Y siguió sucediendo. La adecuación de espacios de cientos de pueblos, para el albergue familiar, abrió entonces el camino para repensarse el territorio, auto reconocerse en un naciente turismo local, no masivo, aún en ciernes. Por fin, en un ejercicio de cartografía social se iniciaba un catálogo en positivo de lugares y proyectos como potencial para mostrarse y que estaba escondido en el inventario de las emociones y del amor por el terruño ancestral. Han pasado estos meses del covid-19 y sigue aumentando la caracterización de estos  propios atractivos. Es como mirarse al espejo y en un proceso de autoevaluación darse cuenta de la riqueza interior. Y entonces el ejercicio hace que se rescaten historias, se hagan uso de casas, se valoren enseres, se desempolven historias, se reconozcan personajes, se adecuen espacios, se reconozcan caminos, se verifiquen tradiciones, en fin, territorios que logran convertirse en el escenario vivo que quiere contarse y a la par servido para los potenciales clientes nacientes.

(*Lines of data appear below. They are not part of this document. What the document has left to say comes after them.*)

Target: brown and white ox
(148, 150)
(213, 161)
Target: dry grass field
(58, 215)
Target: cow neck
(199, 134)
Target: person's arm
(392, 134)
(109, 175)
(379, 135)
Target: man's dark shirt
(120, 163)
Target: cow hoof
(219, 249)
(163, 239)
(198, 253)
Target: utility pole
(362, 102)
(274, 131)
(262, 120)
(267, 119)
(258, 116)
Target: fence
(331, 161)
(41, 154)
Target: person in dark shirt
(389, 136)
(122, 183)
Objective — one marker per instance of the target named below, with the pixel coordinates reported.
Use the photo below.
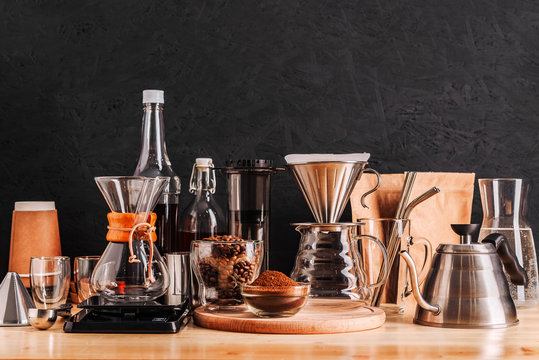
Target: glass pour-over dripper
(131, 269)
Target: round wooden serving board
(317, 317)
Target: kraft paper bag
(430, 219)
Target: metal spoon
(42, 319)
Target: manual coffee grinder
(249, 197)
(329, 253)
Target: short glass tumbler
(49, 279)
(221, 267)
(83, 268)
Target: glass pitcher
(504, 204)
(131, 268)
(329, 259)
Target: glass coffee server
(131, 268)
(329, 257)
(504, 204)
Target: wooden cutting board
(317, 317)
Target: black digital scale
(100, 316)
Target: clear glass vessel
(153, 161)
(203, 217)
(504, 211)
(49, 278)
(221, 267)
(131, 268)
(330, 260)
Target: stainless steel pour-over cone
(327, 185)
(14, 301)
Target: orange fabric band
(125, 222)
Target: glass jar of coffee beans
(222, 264)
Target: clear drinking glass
(49, 279)
(83, 268)
(504, 211)
(221, 267)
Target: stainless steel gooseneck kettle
(466, 286)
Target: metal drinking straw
(393, 246)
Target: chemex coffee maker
(329, 256)
(131, 274)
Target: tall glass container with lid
(504, 211)
(203, 217)
(153, 161)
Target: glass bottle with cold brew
(203, 217)
(153, 161)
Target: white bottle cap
(153, 96)
(35, 206)
(204, 162)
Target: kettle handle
(384, 254)
(510, 262)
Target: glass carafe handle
(385, 269)
(378, 182)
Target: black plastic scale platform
(99, 316)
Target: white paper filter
(310, 158)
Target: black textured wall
(421, 85)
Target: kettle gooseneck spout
(415, 285)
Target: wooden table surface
(397, 339)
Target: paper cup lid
(34, 206)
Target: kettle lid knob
(466, 231)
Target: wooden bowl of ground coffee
(274, 294)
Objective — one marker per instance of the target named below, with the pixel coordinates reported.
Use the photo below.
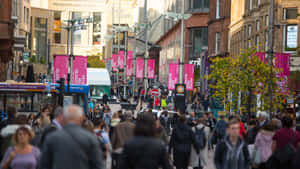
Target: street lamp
(180, 16)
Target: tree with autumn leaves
(242, 83)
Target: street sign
(155, 92)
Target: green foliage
(243, 79)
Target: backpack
(200, 138)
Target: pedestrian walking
(143, 151)
(72, 147)
(22, 153)
(199, 161)
(122, 133)
(232, 152)
(285, 143)
(182, 140)
(263, 148)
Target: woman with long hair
(144, 151)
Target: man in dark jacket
(56, 124)
(72, 147)
(232, 152)
(11, 117)
(182, 140)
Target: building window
(217, 42)
(267, 20)
(199, 41)
(249, 30)
(291, 36)
(290, 13)
(76, 33)
(257, 26)
(257, 42)
(218, 9)
(57, 27)
(97, 28)
(27, 16)
(196, 5)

Entonces la cocina de campo cobra vigencia, con sus múltiples sabores tradicionales, las recetas y los tiempos de preparación, pero también los productos de la huerta o el cultivo. Llega la noche con la contemplación de estrellas y surgen las historias de espantos o de la vida ancestral, y de los tiempos de la violencia. Montar en caballo, ir a un rio, caminar por un sendero y contemplar las aves, acampar, nunca estuvo tan al orden del día del esparcimiento como en estos tiempos.

Otro de los aspectos importantes para la justificación del turismo en estos nuevos espacios es el geográfico. El miedo al contagio se pierde progresivamente en escenarios amplios, naturales, donde no hay contacto con otras personas, más que con la vegetación y el entorno natural. Allí, se vence la incertidumbre, con tranquilidad, nos desprendemos del tapabocas y caminar al lado de nuestro grupo familiar sin el distanciamiento que trae la afluencia de personas, nos genera la seguridad que estamos buscando.

Turismo comunitario, nuevas apuestas e inexplorados formatos

Necesitamos “masticar” lo que está sucediendo. Ese conocimiento necesita depurarse, gestionarse, articularse, por las propias comunidades. La conectividad y apoyo a las nuevas maneras de la gestión rural hará que surja esa oferta turística de manera organizada e integral. Esto redundará en beneficios pues habrá un elemento adicional en la subsistencia y en la generación de fuente de ingreso: el poder ofertar sus espacios cotidianos como propicios para ser visitados.

Repensar el turismo para tiempos post corona virus es dimensionar un mundo que necesita ser más bioseguro, pero también más responsable. Necesitamos empoderar a las comunidades campesinas para coadyuvar la labor agrícola con otras posibilidades como puede ser el turismo. Esto va de la mano con la sostenibilidad y el respeto por la naturaleza.